Entretanto, o Smoke tinha o desafio de chegar a tempo para o circuito de Charlotte, após a prova de Indianápolis tenha atrasado por causa de duas interrupções por chuva. Stewart teve uma viagem bem intensa em um intervalo de duas horas e meia, mas conseguiu chegar pouco antes da largada e assumiu seu carro, ainda que largasse de último.

Mesmo assim, o Smoke teve uma ótima recuperação e terminou a etapa de Charlotte na terceira posição. Além disso, Stewart entrou para a história sendo o primeiro e, por enquanto, o único piloto a completar as 1.100 milhas das duas corridas americanas.

Kurt Busch (2014)

Em sua única participação em Indianápolis, Kurt Busch teve um desempenho sólido (Dan Boyd/IndyCar)

Após uma sequência de empreitadas entre o fim dos anos 90 e o começo dos 2000, nenhum piloto de qualquer uma das categorias se interessou em realizar esta maratona mais uma vez, até porque a relação dos pilotos da Indy e da NASCAR ficaram mais restritas às suas próprias categorias, mas houve uma exceção no ano de 2014.

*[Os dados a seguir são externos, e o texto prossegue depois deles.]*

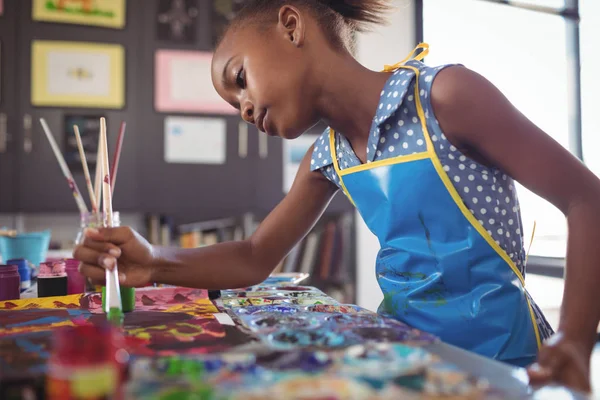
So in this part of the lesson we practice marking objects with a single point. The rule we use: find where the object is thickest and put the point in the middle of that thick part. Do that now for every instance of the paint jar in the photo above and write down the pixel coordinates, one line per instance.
(127, 298)
(87, 362)
(52, 279)
(24, 271)
(10, 282)
(75, 281)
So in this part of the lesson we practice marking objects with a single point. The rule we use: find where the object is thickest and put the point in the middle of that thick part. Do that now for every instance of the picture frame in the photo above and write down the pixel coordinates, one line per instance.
(183, 84)
(77, 74)
(103, 13)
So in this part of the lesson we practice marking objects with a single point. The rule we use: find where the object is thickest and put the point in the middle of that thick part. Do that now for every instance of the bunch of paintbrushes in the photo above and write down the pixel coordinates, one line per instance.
(100, 194)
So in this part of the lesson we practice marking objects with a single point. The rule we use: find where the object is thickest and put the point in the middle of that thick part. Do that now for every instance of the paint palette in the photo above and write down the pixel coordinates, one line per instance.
(380, 362)
(270, 322)
(277, 308)
(308, 338)
(371, 371)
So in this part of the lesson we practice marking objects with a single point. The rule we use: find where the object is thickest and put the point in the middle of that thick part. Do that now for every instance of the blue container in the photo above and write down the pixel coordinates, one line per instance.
(30, 246)
(24, 272)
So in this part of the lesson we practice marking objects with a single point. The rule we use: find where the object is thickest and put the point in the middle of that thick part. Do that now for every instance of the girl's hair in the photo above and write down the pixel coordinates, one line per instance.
(339, 19)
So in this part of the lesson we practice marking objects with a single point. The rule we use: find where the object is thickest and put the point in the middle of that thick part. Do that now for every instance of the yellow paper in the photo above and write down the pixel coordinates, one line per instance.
(70, 301)
(77, 74)
(106, 13)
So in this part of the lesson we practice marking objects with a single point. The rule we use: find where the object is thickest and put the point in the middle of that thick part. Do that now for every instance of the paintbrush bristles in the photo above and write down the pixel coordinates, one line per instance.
(86, 171)
(106, 189)
(98, 177)
(64, 168)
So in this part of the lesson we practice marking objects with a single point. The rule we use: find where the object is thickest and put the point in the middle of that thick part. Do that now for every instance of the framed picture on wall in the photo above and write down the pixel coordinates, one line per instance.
(176, 20)
(105, 13)
(77, 74)
(221, 13)
(183, 84)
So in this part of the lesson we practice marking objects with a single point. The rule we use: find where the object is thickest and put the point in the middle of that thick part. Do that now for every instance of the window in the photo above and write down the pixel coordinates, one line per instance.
(528, 55)
(590, 82)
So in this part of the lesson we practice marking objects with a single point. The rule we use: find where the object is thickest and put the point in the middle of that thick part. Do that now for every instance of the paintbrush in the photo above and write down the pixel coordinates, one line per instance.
(86, 171)
(117, 156)
(112, 302)
(64, 168)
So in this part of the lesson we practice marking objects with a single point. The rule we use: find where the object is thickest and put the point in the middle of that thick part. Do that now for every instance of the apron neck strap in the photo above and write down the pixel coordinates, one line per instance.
(422, 46)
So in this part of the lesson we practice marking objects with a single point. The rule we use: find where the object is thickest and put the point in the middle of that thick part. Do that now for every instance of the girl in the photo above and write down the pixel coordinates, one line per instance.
(428, 156)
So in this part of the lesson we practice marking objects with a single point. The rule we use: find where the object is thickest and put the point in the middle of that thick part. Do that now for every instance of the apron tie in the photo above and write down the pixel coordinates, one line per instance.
(418, 57)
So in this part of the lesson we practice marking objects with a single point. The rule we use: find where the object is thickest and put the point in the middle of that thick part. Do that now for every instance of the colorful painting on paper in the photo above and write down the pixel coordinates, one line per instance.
(105, 13)
(77, 74)
(181, 300)
(167, 321)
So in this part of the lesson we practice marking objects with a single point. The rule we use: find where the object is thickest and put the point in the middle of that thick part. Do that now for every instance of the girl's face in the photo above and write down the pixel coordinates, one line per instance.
(267, 75)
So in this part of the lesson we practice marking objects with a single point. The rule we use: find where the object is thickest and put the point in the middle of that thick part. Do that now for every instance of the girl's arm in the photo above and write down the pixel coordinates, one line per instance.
(476, 116)
(220, 266)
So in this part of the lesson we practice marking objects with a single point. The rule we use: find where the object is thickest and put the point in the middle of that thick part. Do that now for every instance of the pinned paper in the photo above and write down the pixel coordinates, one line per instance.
(183, 84)
(193, 140)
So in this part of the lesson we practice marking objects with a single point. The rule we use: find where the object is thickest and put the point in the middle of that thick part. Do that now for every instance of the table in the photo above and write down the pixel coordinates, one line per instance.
(240, 308)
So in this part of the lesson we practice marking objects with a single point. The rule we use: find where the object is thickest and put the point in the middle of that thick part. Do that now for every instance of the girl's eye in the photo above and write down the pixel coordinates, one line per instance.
(240, 79)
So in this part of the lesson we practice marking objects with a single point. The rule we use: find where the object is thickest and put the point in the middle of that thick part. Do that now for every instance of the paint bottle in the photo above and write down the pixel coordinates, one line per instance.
(87, 362)
(75, 281)
(52, 279)
(10, 282)
(127, 298)
(24, 272)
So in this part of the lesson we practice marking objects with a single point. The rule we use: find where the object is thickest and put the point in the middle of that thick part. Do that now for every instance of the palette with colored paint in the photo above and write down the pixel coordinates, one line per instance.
(309, 338)
(374, 371)
(380, 362)
(337, 308)
(270, 322)
(278, 308)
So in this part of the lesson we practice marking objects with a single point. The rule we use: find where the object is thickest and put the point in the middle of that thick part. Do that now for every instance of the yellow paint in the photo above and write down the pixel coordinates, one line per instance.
(42, 302)
(35, 328)
(41, 70)
(201, 306)
(105, 13)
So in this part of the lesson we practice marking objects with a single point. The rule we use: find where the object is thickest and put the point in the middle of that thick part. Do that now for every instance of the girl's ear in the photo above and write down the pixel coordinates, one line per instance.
(291, 24)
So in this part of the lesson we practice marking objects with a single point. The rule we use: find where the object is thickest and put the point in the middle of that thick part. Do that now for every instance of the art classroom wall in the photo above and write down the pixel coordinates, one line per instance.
(384, 45)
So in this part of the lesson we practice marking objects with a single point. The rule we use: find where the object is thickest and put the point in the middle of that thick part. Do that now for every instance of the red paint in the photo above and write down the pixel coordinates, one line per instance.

Ao contrário dos demais, Kurt Busch era um piloto de carreira consolidada na NASCAR, com o título da Cup em 2004, e que não tinha feito passagem significativa pelos monopostos antes, Assim, foi uma surpresa que o piloto aceitou fazer o Double Duty em 2014.

Naquela época, Busch passava por um período de reconstrução da carreira e estreava na Stewart-Haas. Como um dos sócios da equipe, Tony Stewart obviamente auxiliou na adaptação do seu subordinado. Já na Indy, a vaga disponível era no quinto carro da Andretti. Assim, teria condições de um bom desempenho em ambas as corridas.

Em Indianápolis, o Buschão teve um desempenho honroso, pilotando com cautela, escapando das confusões e mantendo um ritmo competitivo. Em sua jornada na Brickyard, um sólido sexto lugar, a dois segundos do vencedor Ryan Hunter-Reay, demonstrou um bom desempenho do representante da NASCAR.

Apesar da boa prova em Indianápolis, as coisas não deram muito certo para Busch em Charlotte. O piloto da Stewart-Haas vinha andando no meio do pelotão, tentando galgar posições, mas teve o motor quebrado na volta 274, abandonando a corrida.

Assim, a trajetória da dupla jornada ficou parada pelos dez anos seguintes, até o acerto de Larson com a McLaren. Como o campeão da Cup em 2021 se sairá na Double Dyty? Ele consegue concluir as 1.100 milhas?

A resposta só teremos no dia 26 de maio. As 500 Milhas de Indianápolis começa às 13h (Horário de Brasília) enquanto as 600 Milhas de Charlotte têm início programado às 19h.